Sabrina abriu sem pensar.
O ar sumiu dos pulmões.
A foto mostrava uma mulher com os Cabelos soltos, pele marcada por sombras suaves. Não havia rosto. Mas havia um detalhe: uma pulseira de prata no pulso esquerdo.
Sabrina sentiu as bochechas queimarem. A garganta seca. O coração acelerado. O impulso foi fechar a imagem, mas seus dedos não obedeceram. Ela aumentou, analisou… a pulseira parecia familiar
Antes que pudesse pensar mais, outra mensagem apareceu.
> Desconhecido: Merda. Me desculpa. Número errado.
Sabrina ficou parada ali no meio do corredor. Digitou uma resposta. Apagou. Depois, enviou:
> Sabrina: Quem é você?
A resposta veio rápida.
> Desconhecido: Ignore, por favor.
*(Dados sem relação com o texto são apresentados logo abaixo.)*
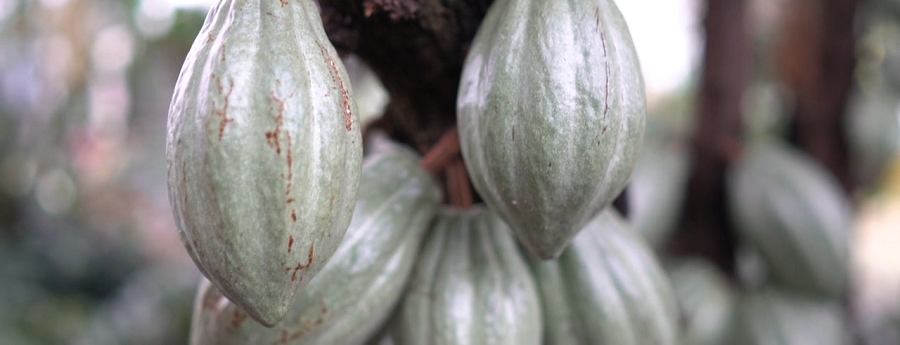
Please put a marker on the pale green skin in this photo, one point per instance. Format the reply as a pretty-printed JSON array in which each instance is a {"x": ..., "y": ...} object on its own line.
[
  {"x": 793, "y": 212},
  {"x": 263, "y": 149},
  {"x": 777, "y": 317},
  {"x": 656, "y": 191},
  {"x": 354, "y": 294},
  {"x": 551, "y": 115},
  {"x": 470, "y": 286},
  {"x": 706, "y": 300},
  {"x": 607, "y": 288}
]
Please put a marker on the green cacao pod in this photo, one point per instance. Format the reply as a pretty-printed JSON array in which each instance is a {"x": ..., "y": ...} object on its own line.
[
  {"x": 706, "y": 301},
  {"x": 606, "y": 288},
  {"x": 356, "y": 291},
  {"x": 873, "y": 131},
  {"x": 551, "y": 115},
  {"x": 263, "y": 152},
  {"x": 470, "y": 286},
  {"x": 656, "y": 191},
  {"x": 775, "y": 317},
  {"x": 793, "y": 212}
]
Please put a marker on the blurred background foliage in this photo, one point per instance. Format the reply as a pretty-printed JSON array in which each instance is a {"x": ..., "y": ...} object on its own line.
[{"x": 89, "y": 253}]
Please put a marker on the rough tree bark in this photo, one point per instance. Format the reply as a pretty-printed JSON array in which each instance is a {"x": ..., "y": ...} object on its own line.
[
  {"x": 817, "y": 61},
  {"x": 705, "y": 225},
  {"x": 417, "y": 48}
]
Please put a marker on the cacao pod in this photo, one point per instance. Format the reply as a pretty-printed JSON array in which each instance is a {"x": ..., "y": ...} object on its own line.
[
  {"x": 656, "y": 191},
  {"x": 606, "y": 288},
  {"x": 470, "y": 286},
  {"x": 793, "y": 212},
  {"x": 706, "y": 301},
  {"x": 775, "y": 317},
  {"x": 263, "y": 152},
  {"x": 355, "y": 292},
  {"x": 551, "y": 115}
]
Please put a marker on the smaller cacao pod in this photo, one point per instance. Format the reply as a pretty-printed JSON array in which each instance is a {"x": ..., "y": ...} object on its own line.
[
  {"x": 607, "y": 288},
  {"x": 656, "y": 191},
  {"x": 706, "y": 300},
  {"x": 263, "y": 152},
  {"x": 470, "y": 286},
  {"x": 793, "y": 212},
  {"x": 356, "y": 291},
  {"x": 777, "y": 317}
]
Foi um engano.
> Sabrina: Difícil ignorar algo assim…
Três pontinhos. Digitando. Depois, silêncio.
Sabrina mordeu o lábio, olhando de novo para a imagem. Não era possível. Billie não podia ter enviado aquilo. Era uma professora. Era... intocável.
Mas aquela pulseira. O corpo. Não dava para fingir.
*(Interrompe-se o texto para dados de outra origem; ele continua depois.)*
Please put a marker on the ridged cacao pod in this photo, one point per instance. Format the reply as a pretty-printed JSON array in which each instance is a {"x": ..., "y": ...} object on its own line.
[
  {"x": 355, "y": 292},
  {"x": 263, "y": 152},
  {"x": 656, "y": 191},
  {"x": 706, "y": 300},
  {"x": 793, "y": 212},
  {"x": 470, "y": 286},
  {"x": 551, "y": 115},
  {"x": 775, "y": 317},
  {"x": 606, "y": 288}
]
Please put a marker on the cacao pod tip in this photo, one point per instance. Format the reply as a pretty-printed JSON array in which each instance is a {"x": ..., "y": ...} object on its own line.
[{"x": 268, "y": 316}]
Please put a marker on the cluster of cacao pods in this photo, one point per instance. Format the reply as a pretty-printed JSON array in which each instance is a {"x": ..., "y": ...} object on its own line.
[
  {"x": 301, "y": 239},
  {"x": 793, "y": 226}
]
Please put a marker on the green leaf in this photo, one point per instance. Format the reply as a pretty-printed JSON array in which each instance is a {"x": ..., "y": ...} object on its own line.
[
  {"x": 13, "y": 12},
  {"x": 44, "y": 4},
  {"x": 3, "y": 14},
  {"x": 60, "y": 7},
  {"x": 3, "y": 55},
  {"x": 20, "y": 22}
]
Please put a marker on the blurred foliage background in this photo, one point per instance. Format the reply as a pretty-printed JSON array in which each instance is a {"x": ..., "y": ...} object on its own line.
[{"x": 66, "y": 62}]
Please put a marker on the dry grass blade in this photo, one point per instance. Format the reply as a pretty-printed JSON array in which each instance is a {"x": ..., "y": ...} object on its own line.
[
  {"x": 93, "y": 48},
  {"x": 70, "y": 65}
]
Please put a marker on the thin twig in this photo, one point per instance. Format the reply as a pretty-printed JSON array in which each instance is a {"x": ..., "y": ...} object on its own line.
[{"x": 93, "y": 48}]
Mais tarde, já no quarto, Sabrina deitou na cama, olhando para o teto. O celular ao lado. Ela sabia que devia apagar a foto. Mas em vez disso, abriu a conversa de novo. Sem pensar muito, digitou:
> Sabrina: Só me diz uma coisa... você usa pulseira de prata?
Por um tempo, nada.
Então, finalmente:
> Desconhecido: Quem é você?
> Sabrina: Alguém que viu mais do que devia.
> Desconhecido: Foi um acidente. Esquece.
> Sabrina: Impossível esquecer um corpo assim.
Silêncio.
Depois de um longo minuto...
> Desconhecido: Você é ousada. Isso é perigoso.
> Sabrina: Talvez eu goste do perigo.
> Desconhecido: Cuidado, garota. Tem coisas que a gente não consegue mais voltar atrás.
Sabrina encarou a tela. Aquela última frase não parecia um aviso. Parecia um convite.